Ron sat down on the bed beside his wife and kissed her gently.
"How are you feeling?"
"Oh, much better," Hermione said. "I'm still a little sore, but it was so worth it. Just look at her, Ron. Isn't she lovely?"
Ron smiled and nodded. He lifted his hand to gingerly touch his daughter's Weasley-red hair as her mother had done earlier. Rose moved slightly, but remained asleep. Though Ron knew she needed her rest, he wished that for just one moment Rose could wake up so he could see her beautiful, chocolate-brown eyes that were just like her mother's.
"I'm so happy, Ron," Hermione whispered.
Ron beamed. "I am, too, Hermione."
"That's okay, right?" Hermione asked, looking up at him. "To be happy even after…? You know…"
Ron kissed her again. "Of course it's okay. He'd want us to be happy. And how could we not? She's perfect, Hermione. She's healthy and strong. What more could we ask for?"
"I know," Hermione whispered. She glanced down at Rose again. "I still miss him, though…"
Ron wrapped an arm around her shoulder. "I do, too, and we always will.

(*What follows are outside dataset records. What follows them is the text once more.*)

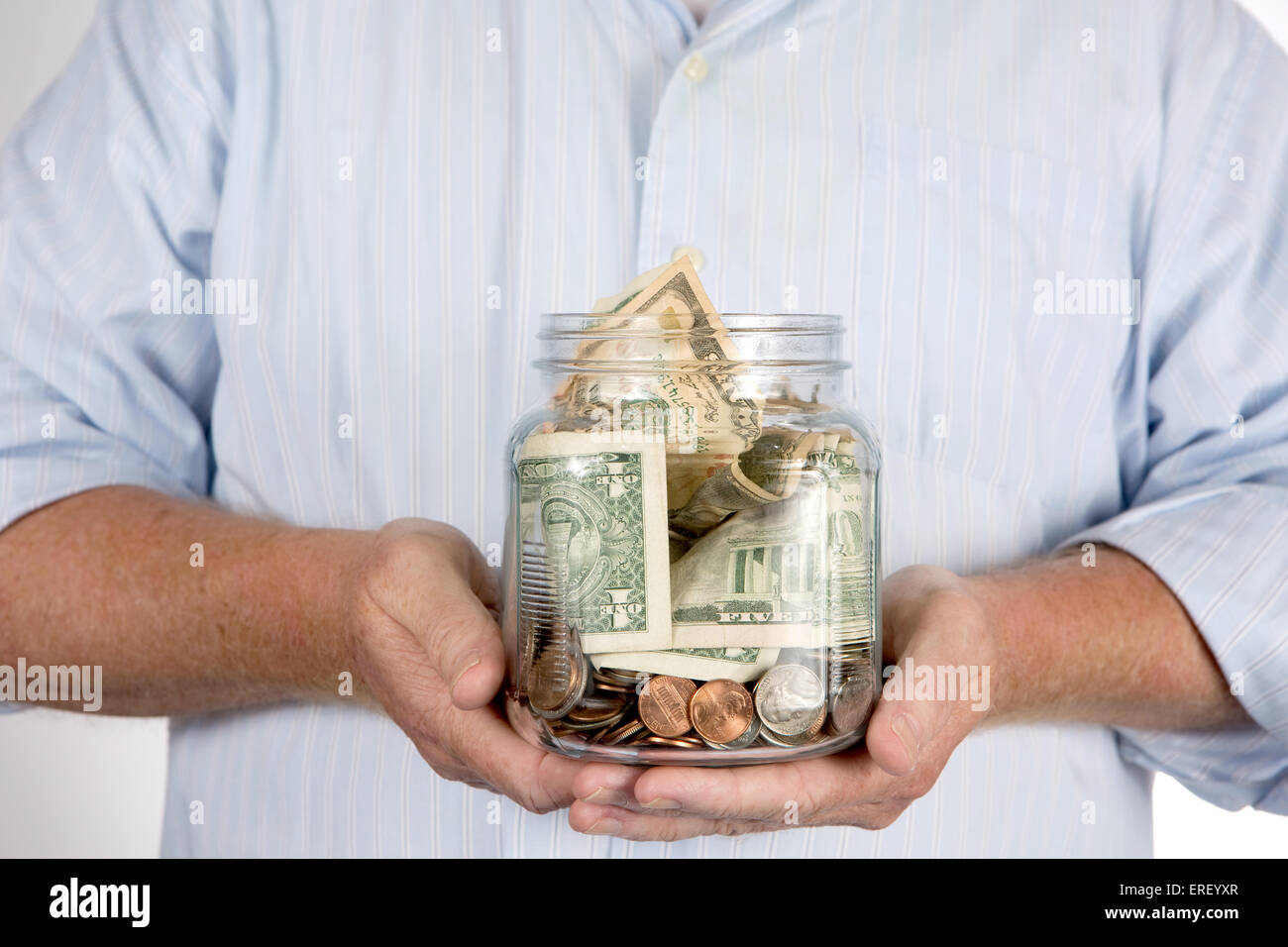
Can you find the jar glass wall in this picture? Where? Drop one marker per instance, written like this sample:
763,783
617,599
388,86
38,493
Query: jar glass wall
692,557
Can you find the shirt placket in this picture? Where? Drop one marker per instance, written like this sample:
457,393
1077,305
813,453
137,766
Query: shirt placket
666,231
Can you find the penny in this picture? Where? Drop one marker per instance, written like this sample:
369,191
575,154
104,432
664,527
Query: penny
623,732
557,684
721,711
790,699
746,740
665,705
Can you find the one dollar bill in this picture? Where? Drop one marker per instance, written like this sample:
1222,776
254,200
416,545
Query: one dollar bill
595,506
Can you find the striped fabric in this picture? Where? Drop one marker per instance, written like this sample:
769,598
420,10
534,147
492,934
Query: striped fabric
975,185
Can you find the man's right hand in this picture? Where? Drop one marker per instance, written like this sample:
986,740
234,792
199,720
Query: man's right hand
420,625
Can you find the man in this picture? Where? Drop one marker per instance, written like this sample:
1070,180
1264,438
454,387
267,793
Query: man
1056,234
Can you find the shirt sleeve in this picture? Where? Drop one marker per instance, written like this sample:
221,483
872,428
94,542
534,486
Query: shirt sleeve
108,187
1205,402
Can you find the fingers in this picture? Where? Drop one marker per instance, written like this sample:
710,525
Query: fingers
622,823
432,581
911,718
809,789
537,780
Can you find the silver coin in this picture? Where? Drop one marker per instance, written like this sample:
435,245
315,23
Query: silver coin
798,740
790,699
850,705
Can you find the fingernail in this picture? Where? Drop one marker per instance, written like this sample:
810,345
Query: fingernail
605,796
910,735
471,661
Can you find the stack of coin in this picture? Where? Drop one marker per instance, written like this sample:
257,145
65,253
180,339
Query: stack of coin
786,706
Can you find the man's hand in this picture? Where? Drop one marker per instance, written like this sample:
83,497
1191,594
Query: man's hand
930,616
1138,661
421,628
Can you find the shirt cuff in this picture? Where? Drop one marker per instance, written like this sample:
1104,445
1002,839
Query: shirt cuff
1222,551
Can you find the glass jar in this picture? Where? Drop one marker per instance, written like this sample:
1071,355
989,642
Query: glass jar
692,554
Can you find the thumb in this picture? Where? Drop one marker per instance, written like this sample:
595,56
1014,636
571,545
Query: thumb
912,711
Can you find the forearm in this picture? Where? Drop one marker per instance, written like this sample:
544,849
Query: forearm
1106,643
108,578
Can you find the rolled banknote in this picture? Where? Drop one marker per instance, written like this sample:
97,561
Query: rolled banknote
765,474
769,577
754,579
696,664
696,403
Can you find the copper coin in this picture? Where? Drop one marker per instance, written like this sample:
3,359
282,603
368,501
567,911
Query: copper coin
558,684
681,742
665,705
721,711
625,731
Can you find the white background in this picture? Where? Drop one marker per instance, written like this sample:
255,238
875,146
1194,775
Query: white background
80,785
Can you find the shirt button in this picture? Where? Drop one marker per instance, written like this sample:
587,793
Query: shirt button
692,253
696,67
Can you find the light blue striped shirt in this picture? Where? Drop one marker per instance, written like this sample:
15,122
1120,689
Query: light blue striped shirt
400,189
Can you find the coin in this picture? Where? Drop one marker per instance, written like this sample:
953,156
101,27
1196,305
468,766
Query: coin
558,682
721,711
747,738
625,731
588,719
613,676
665,705
800,740
850,705
790,699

But we can still be happy. We need to be happy. For her." He brushed his hand ever so softly against Rose's slightly pink cheek.
Hermione kissed the sleeping Rose, then kissed her husband. "I love you, Ron."
"I love you, Hermione," Ron said. "I love you both so much."
Hermione and Ron sat there in silence for a long time, gazing down at the precious little life they'd created at a time when their lives were broken. They would never forget the memory of their son, but their daughter was proof that life goes on and does get better. The roses in life do come back, and through the winter and summer, sunshine and rain, they would now always have one, and she was perfect.